Astrophysics: Like the combustion research datasets, astrophysics data can often involve many fields for each gridpoint. For example, simulations of stellar phenomena like supernovae require the tracking of mass fractions for many different chemical species, radiation emission and absorption profiles for radiation transport, baryonic densities, and all of the typical fluid dynamics properties (eg. pressure, temperature, flow vectors). The DEX tool allows researchers to make sense of the complex relationships between different fields in the data using query-based exploration methods. The 3D viewing interface provides all of the advantages of typical interactive visualization tool approaches, but the FastBit query mechanism ensures that even large datasets can be explored at interactive rates via the accelerated searches.
Adaptive Mesh Refinement (AMR) Dataset: Many research codes involve hierarchical block-structured adaptive mesh refinement methods. Examples include combustion researchers like CCSE (http://hpcrd.lbl.gov/html/CCSE.html) and broader framework building efforts like SciDAC APDEC (http://davis.lbl.gov/APDEC/). The cell-based representation employed by DEX for the 3D visualization is amenable to the AMR data, but considerable work is still required to make sense of AMR file formats and to encode bitmap indices for hierarchical multiresolution data where refined regions overlap valid data points in the coarser levels of the hierarchy.
Multi-resolution/Level-of-Detail Support: Many of the selections return results that contain details that are fall too small to be viewed on a typical desktop display. Indeed, a poorly posed query can easily end up selecting the entire dataset -- thereby exhausting the memory capacity of the workstation. It is therefore desireable to support a multi-resolution encoding of the bitmap indices that can return selections at varying levels of resolution depending on the viewing resolution and on workstation capabilities. As the DEX viewer is used to zoom in on a particular subset of the data, the fastbit selection mechanism can be modified to support selection criteria that include both spatial (Region of Interest) information and resolution (Level of Detail) information.

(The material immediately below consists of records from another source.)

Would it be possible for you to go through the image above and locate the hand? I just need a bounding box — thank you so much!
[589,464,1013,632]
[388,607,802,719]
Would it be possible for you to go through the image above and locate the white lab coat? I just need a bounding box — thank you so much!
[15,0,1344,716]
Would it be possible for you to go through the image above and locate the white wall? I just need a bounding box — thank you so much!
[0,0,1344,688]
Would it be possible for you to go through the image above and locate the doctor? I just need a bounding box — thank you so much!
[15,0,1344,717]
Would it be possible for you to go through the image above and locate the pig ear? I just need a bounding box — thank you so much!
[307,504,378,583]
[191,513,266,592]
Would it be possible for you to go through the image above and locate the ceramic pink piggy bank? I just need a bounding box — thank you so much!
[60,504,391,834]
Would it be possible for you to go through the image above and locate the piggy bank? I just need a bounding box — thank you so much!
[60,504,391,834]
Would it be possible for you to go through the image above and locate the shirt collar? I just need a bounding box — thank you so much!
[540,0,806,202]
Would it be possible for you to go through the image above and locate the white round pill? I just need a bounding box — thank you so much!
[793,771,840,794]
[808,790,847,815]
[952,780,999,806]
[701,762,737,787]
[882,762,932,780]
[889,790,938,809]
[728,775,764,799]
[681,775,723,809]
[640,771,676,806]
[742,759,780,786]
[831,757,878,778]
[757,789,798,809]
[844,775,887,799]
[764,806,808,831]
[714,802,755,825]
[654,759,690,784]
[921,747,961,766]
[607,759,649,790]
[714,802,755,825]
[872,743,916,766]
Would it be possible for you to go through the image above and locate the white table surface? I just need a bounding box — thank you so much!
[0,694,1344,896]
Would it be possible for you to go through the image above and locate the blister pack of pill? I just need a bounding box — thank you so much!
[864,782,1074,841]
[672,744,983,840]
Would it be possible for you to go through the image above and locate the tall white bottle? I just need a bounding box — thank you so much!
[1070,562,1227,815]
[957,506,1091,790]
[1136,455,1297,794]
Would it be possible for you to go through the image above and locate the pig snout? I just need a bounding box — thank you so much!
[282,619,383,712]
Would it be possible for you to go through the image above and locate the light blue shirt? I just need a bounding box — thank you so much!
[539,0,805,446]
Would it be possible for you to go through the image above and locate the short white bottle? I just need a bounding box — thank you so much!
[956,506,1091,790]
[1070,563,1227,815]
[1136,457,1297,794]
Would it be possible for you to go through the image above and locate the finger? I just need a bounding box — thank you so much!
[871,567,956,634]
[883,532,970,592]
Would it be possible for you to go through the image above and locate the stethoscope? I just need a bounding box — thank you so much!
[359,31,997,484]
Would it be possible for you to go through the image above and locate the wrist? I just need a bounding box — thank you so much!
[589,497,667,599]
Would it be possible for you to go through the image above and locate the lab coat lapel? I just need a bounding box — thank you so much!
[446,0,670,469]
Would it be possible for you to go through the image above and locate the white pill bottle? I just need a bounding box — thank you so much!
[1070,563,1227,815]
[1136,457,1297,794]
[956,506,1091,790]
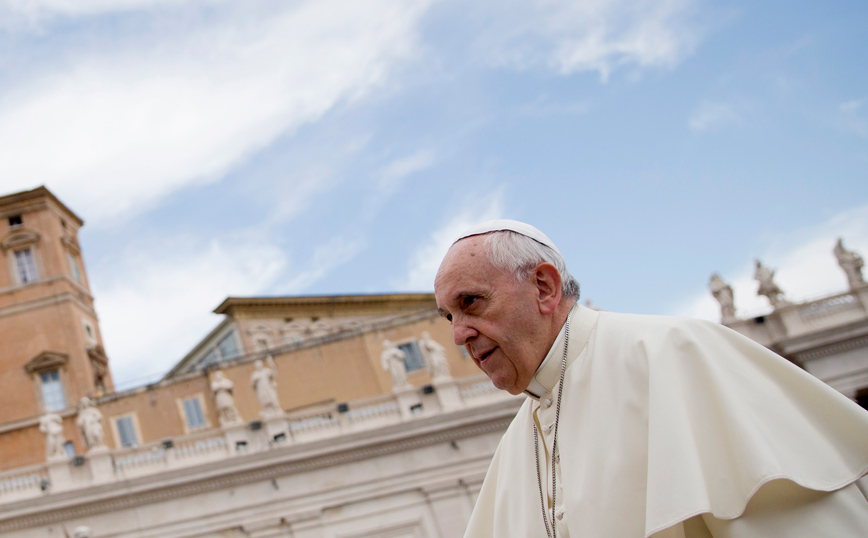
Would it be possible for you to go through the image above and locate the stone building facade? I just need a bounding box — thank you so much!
[0,188,868,538]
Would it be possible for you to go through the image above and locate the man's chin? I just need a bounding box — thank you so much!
[485,372,527,396]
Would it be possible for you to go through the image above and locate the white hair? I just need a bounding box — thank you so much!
[484,230,579,301]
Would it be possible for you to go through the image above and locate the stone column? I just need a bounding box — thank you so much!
[85,447,115,484]
[394,385,422,420]
[433,377,464,413]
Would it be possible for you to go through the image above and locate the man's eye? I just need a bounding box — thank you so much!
[461,296,479,308]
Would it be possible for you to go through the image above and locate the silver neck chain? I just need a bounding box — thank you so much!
[533,315,570,538]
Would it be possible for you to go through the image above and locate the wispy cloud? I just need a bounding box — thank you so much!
[275,237,364,294]
[687,102,741,132]
[672,206,868,321]
[392,190,504,291]
[91,232,288,383]
[0,0,426,225]
[379,149,434,193]
[838,98,868,137]
[468,0,700,80]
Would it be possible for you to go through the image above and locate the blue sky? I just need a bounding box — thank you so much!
[0,0,868,386]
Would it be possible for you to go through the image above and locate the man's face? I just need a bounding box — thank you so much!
[434,236,548,394]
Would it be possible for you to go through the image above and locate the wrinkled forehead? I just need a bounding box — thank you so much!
[434,236,498,293]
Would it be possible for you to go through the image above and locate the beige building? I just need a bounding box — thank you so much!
[0,188,868,538]
[0,188,521,537]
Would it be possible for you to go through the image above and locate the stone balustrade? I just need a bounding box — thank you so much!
[0,465,50,503]
[0,375,515,505]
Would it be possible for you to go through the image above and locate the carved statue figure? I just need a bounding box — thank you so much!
[250,356,283,416]
[76,396,105,451]
[708,273,735,323]
[419,331,452,379]
[834,238,865,290]
[753,260,789,308]
[380,340,410,390]
[72,525,93,538]
[39,407,66,460]
[211,370,241,426]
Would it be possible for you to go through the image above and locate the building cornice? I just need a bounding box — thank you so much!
[0,398,523,533]
[214,293,436,318]
[0,284,97,319]
[0,186,84,227]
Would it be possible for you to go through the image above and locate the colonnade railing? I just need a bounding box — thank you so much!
[0,374,516,505]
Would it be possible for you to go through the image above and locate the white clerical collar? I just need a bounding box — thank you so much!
[524,303,599,400]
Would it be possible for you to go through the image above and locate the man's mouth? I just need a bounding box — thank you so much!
[476,348,497,364]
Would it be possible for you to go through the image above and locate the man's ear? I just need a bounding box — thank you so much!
[531,263,563,316]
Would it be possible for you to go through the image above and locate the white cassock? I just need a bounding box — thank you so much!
[465,306,868,538]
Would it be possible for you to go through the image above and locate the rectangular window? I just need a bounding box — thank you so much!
[66,252,81,282]
[39,370,66,411]
[217,332,238,361]
[184,398,205,430]
[199,349,220,370]
[15,248,36,284]
[398,341,425,372]
[115,417,139,447]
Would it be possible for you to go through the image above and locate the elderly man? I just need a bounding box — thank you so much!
[434,220,868,538]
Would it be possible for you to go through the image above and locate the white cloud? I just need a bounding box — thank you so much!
[838,98,868,137]
[687,102,741,132]
[0,0,426,225]
[91,234,288,386]
[277,237,364,294]
[672,206,868,321]
[393,187,503,291]
[468,0,699,80]
[379,149,434,194]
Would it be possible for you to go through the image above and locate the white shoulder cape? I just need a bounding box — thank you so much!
[465,307,868,538]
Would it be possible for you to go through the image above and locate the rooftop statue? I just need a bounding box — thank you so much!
[76,396,106,451]
[39,407,66,460]
[753,260,789,308]
[708,273,736,323]
[419,331,452,379]
[380,340,410,391]
[211,370,241,426]
[834,237,865,290]
[250,355,283,417]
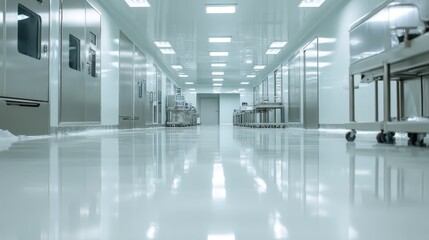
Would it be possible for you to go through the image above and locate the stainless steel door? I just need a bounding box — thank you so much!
[119,32,134,128]
[60,0,86,123]
[83,3,101,122]
[304,38,319,129]
[201,97,219,125]
[134,48,146,128]
[2,0,50,102]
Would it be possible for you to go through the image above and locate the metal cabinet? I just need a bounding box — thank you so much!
[60,0,101,123]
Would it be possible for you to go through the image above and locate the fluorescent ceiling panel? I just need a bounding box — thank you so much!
[125,0,150,7]
[299,0,325,7]
[211,63,226,67]
[210,52,229,57]
[159,48,176,54]
[153,41,171,48]
[253,65,265,70]
[270,42,287,48]
[171,65,183,70]
[206,5,236,14]
[265,48,281,55]
[209,37,232,43]
[212,72,225,76]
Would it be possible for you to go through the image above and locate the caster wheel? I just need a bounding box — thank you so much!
[384,132,395,144]
[346,132,356,142]
[377,133,385,143]
[408,133,417,146]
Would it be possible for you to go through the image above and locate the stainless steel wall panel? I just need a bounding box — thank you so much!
[119,32,134,128]
[134,48,147,128]
[288,54,301,123]
[83,3,101,122]
[60,0,85,122]
[0,0,5,96]
[2,0,50,102]
[304,38,319,129]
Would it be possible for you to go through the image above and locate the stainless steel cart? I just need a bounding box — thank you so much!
[346,1,429,146]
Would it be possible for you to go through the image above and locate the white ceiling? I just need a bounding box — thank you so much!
[100,0,342,87]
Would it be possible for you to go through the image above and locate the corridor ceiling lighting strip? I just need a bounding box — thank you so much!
[125,0,150,7]
[206,5,236,14]
[253,65,265,70]
[299,0,325,7]
[153,41,171,48]
[265,48,281,55]
[212,72,225,76]
[171,65,183,70]
[209,37,232,43]
[211,63,226,67]
[159,48,176,54]
[210,52,229,57]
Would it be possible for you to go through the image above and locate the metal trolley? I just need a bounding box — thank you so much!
[346,1,429,146]
[234,102,286,128]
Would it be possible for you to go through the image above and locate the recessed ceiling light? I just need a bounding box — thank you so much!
[211,63,226,67]
[206,5,236,14]
[265,48,281,55]
[159,48,176,54]
[171,65,183,70]
[209,37,232,43]
[210,52,229,57]
[299,0,325,7]
[125,0,150,7]
[212,72,225,76]
[253,65,265,70]
[153,41,171,48]
[270,42,287,48]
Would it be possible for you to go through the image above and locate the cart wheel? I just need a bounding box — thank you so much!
[346,132,356,142]
[408,133,417,146]
[384,132,395,144]
[377,132,385,143]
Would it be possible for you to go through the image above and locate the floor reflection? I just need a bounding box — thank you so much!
[0,126,429,240]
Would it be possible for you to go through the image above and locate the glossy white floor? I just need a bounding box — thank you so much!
[0,126,429,240]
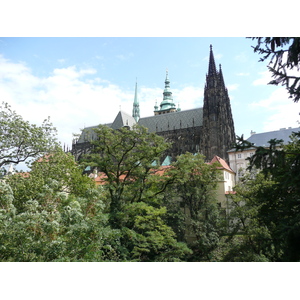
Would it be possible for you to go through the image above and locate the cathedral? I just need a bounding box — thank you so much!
[71,46,235,164]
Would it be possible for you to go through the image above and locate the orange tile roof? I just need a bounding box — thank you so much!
[209,155,234,173]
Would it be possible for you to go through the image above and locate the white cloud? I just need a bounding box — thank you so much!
[250,87,300,132]
[227,83,240,91]
[116,52,134,60]
[0,56,203,151]
[252,70,272,86]
[236,73,250,76]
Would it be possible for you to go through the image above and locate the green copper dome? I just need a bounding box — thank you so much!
[160,71,175,111]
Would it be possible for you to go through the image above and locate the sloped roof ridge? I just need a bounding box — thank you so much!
[210,155,234,173]
[140,107,203,120]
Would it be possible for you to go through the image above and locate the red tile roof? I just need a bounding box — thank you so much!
[210,155,234,173]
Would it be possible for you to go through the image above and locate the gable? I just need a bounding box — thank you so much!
[138,107,203,132]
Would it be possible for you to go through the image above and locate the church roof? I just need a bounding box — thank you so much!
[138,107,203,132]
[247,127,300,147]
[110,111,136,129]
[77,111,136,143]
[210,155,234,173]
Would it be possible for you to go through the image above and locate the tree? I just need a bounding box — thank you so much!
[81,125,169,228]
[0,102,56,168]
[165,153,224,261]
[227,133,300,261]
[81,126,191,261]
[252,37,300,102]
[6,147,95,212]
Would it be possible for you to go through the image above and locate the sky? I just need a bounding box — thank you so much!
[0,37,300,155]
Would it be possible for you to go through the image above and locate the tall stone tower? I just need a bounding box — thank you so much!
[200,45,235,161]
[132,82,140,122]
[154,71,176,115]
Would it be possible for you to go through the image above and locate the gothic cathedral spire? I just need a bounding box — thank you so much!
[132,82,140,122]
[200,46,235,161]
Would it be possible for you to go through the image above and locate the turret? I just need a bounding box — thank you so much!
[200,46,235,161]
[132,82,140,122]
[154,70,176,115]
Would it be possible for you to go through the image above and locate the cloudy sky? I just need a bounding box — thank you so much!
[0,37,300,154]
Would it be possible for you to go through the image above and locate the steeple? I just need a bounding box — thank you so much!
[200,45,235,161]
[132,81,140,122]
[208,45,217,76]
[154,70,176,114]
[219,64,226,89]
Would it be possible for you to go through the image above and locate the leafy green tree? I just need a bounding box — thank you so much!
[0,175,121,262]
[82,126,191,261]
[0,103,56,168]
[6,147,95,212]
[252,37,300,102]
[166,153,224,261]
[227,133,300,261]
[81,125,169,228]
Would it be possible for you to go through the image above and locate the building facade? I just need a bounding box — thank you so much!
[228,127,300,182]
[71,46,235,162]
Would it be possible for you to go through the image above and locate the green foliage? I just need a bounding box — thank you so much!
[0,180,120,261]
[81,126,172,228]
[0,103,56,168]
[81,126,190,261]
[165,153,222,261]
[252,37,300,102]
[232,133,300,261]
[6,147,95,212]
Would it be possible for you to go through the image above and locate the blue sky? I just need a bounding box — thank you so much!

The displayed data will be progressively refined as the user zooms in on a particular region of interest.
Applying Visualization Algorithms to Selected Data: Currently the DEX tool simply draws the cells that were selected by the query and colorizes them according to their region label (cells in the same region are drawn the same color). It is desirable to apply some traditional visualization algorithms like slicing, isosurfaces, and particle advectors to the selected data. The next iteration of the DEX tool will begin to expose additional visualization algorithms that can be applied to the subsetted data.